Chinese production, Yueqin (Moon-Guitar), wood, natural fibre. It is the main short-necked lute of traditional Chinese music with a "guitar" body, i.e. made up of assembled boards and not of a block of wood carved out to obtain a shell. The name can be translated as "moon-shaped stringed instrument", due to the perfect circularity of the harmonic case. The other typical morphological character of the Yueqin is the particularly short handle. According to Chinese tradition, the Yueqin dates back to its origins in the III-V century. A.D. (period of the Minor Dynasties). Today it is mainly dedicated to the accompaniment of singing in an intermediate ambit between that of classical music and that of popular music.

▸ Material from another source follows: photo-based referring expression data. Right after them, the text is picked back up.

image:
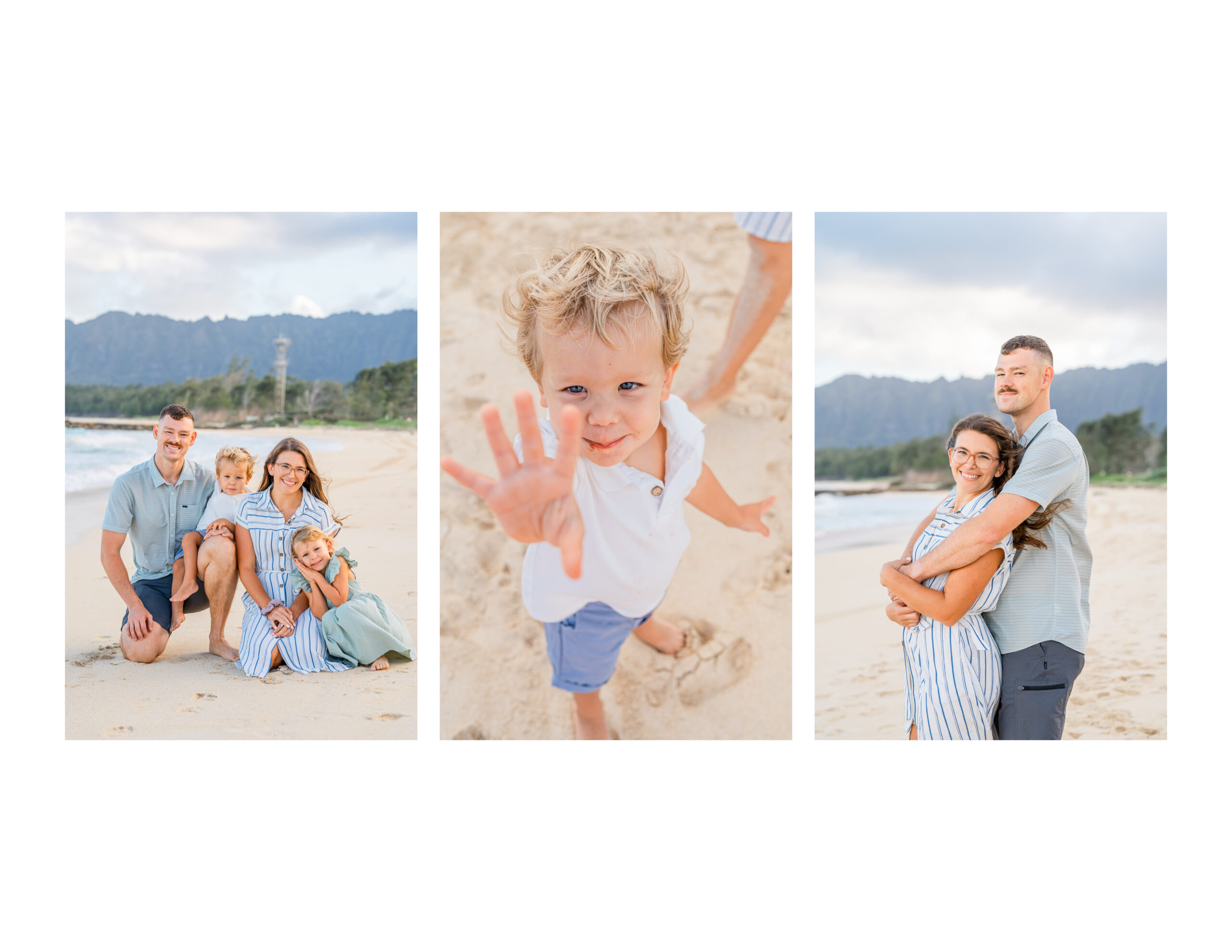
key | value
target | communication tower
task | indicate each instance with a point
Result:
(280, 370)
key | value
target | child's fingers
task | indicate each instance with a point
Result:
(527, 425)
(571, 441)
(571, 552)
(477, 483)
(502, 450)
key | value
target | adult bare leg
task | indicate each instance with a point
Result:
(148, 648)
(766, 289)
(216, 568)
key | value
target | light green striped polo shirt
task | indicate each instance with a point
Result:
(155, 514)
(1048, 598)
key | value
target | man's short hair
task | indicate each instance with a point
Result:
(178, 413)
(1026, 342)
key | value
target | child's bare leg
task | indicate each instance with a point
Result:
(588, 717)
(661, 636)
(177, 605)
(188, 584)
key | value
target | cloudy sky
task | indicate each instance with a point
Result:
(927, 296)
(188, 266)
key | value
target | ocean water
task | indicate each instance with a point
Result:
(93, 459)
(848, 521)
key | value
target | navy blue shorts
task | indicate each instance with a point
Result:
(586, 646)
(155, 595)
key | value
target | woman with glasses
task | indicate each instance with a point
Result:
(953, 664)
(278, 629)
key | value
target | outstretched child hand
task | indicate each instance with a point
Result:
(534, 499)
(749, 518)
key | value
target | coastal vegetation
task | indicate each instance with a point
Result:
(1119, 450)
(377, 395)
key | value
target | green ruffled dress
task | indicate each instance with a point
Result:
(362, 630)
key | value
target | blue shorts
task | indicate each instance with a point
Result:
(155, 595)
(584, 647)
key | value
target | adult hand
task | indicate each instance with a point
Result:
(281, 621)
(892, 568)
(534, 499)
(901, 615)
(141, 622)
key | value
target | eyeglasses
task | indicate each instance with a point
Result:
(982, 460)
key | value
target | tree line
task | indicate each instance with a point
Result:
(1116, 445)
(377, 393)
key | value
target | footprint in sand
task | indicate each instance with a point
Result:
(99, 655)
(704, 667)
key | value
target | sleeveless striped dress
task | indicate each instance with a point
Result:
(305, 651)
(954, 673)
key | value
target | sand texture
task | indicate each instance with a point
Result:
(1123, 689)
(732, 587)
(189, 693)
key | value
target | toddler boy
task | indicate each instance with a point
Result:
(233, 468)
(598, 487)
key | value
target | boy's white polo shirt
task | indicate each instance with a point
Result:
(636, 530)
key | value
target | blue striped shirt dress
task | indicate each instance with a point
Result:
(304, 651)
(954, 673)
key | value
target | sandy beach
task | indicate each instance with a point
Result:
(192, 694)
(732, 589)
(1123, 689)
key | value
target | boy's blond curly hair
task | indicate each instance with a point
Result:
(595, 289)
(238, 456)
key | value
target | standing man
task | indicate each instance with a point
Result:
(1044, 614)
(155, 504)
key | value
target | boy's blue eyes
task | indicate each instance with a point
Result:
(626, 386)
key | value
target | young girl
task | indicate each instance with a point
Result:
(358, 626)
(233, 467)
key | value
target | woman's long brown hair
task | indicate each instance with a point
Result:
(1011, 453)
(313, 482)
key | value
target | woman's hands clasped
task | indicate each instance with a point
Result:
(534, 499)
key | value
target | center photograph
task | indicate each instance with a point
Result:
(616, 456)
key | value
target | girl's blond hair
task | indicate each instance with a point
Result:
(305, 535)
(238, 456)
(595, 289)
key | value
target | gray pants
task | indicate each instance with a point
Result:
(1037, 684)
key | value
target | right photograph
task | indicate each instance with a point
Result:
(991, 476)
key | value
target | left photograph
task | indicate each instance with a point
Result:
(241, 420)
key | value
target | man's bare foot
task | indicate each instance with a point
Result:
(184, 592)
(661, 636)
(588, 719)
(223, 649)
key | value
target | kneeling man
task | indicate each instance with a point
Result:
(155, 504)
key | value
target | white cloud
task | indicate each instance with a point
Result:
(883, 323)
(188, 266)
(306, 306)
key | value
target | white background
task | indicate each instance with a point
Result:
(632, 106)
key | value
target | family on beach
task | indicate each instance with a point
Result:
(598, 487)
(992, 590)
(195, 536)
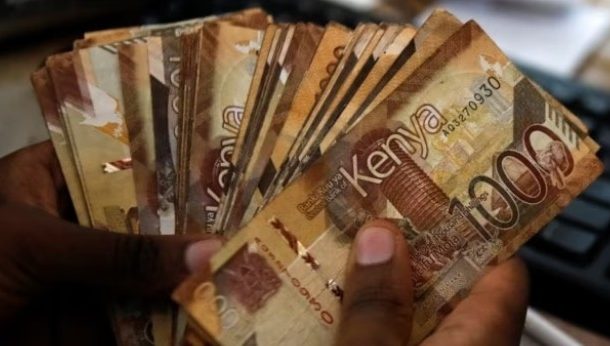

Morocco, sec XX, leather, painted terracotta, rope. The body in the shape of a chalice, painted in blue, to form two bands with typical motifs of Arab folk decoration, opens upwards in a modest conical flare, on which a membrane of animal skin is stretched, probably mesoderm, secured. by means of glue. In Morocco it is considered first and foremost the women's drum, mainly in the urban environment, where the brightly painted versions circulate above all in the markets. Hold one hand at the narrowest point and beat the membrane with the other hand, usually without resorting to particular executive techniques, but still obtaining elaborate rhythmic effects due to the overlapping of multiple strokes simultaneously inflicted on as many drums.

Mudec storage is accessible by appointment. Costs and booking methods are being updated.